Perhaps one of the most important events of the year was the Supreme Court’s 5 – 4 decision insisting the EPA has the authority to regulate greenhouse gas emissions such as CO2, and that it should not defer to White House claims that they are adhering to the Clean Air Act. Now the EPA has legal authority to move on reducing greenhouse gases by regulating emissions. More importantly, the decision puts the government on notice that environmental sustainability and global warming are issues that can not be ignored, but must be encorporated into American culture.

This has also been the year of reports and other forms of publications that clearly show that Earth’s climate is changing, and that change must include human activities as one of the variables contributing the heating up of the Earth. The U.N. Intergovernmental Panel on Climate Change has issued two reports this year (a third will come out later in the year) that thousands of scientists agree with that identifies the science behind climate change, and the impact of human industrial activities that have contributed to climate change.

Clearly, Earth Day 2007 is a day that should shine green.

How to teach science education courses real good?

Science methods courses ought to be just as interesting and exciting as the best high school geology or physics class.
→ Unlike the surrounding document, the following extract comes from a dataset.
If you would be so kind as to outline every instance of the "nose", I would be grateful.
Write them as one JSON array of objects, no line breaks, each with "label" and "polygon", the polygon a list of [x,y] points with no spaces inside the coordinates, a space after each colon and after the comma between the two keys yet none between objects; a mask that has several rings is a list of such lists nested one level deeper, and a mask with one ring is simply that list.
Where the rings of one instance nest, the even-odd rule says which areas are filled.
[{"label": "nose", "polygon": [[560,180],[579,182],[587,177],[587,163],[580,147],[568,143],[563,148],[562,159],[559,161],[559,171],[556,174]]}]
How to teach science education courses to achieve this goal is the subject of this weblog entry.

We’ve often talked about “how to teach science?” with assumption being that we are teaching K-12 students in either an elementary, middle or high school science course. In these discussions we’ve alluded to the importance of helping students construct knowledge, and to formulate courses that are inquiry-oriented.

Let’s turn our attention to teaching courses for students who want to teach science, or are professional teachers taking graduate courses in science education. How should these courses be designed?

I recently developed a new website that deals with the question: How to teach science education (methods or pedagogy) courses? The underlying framework for the answer to this question is pedagogy developed in my text, The Art of Teaching Science, which is that teacher preparation should be focused on professional artistry. In this view, the learning to teach process involves encounters with peers, professional teachers, and science educators. The tools to support these encounters involve inquiry and experimentation, reflection through writing and discussion, as well as experiences with students, science curriculum, and pedagogy. Here, becoming a science teacher, or extending one’s professional abilities is a creative process, and in so doing, students are encouraged to “invent” and “construct” ideas about science teaching through this interaction. (ps. sorry for being long-winded on this)

You can click here to visit the new website How to Teach Science Education? The site is meant to help facilitate the use of the text if you are teaching a university level science methods or pedagogy course, an advanced level graduate science education course, and summer institute in approaches to science education, or a staff development course.

One of the links in the new site is Teaching Strategies, which will take you to an online teacher’s guide for The Art of Teaching Science that I developed that includes Syllabus Helpers and Agenda Strategies, chapter-by-chapter. Syllabus Helpers is a chart-like feature that will be helpful in planning a course. Agenda Strategies that specific suggestions for experiential-based activities that you might want to use in your course.

Another link at the website is called Inquiry Activities. I developed 42 Inquiry Activities that spread about and integrated into the text, The Art of Teaching Science. There are clearly more Inquiry Activities than you would use in a course, but they give you the option of choosing those that you think will relate to your style of teaching, and the ones that will help students in your program construct their knowledge of teaching science. I’ve made 5 of the Inquiries available in complete form in the website.

Teaching science education “real good” is a goal all of us aspire to. I hope this site will help you achieve that goal.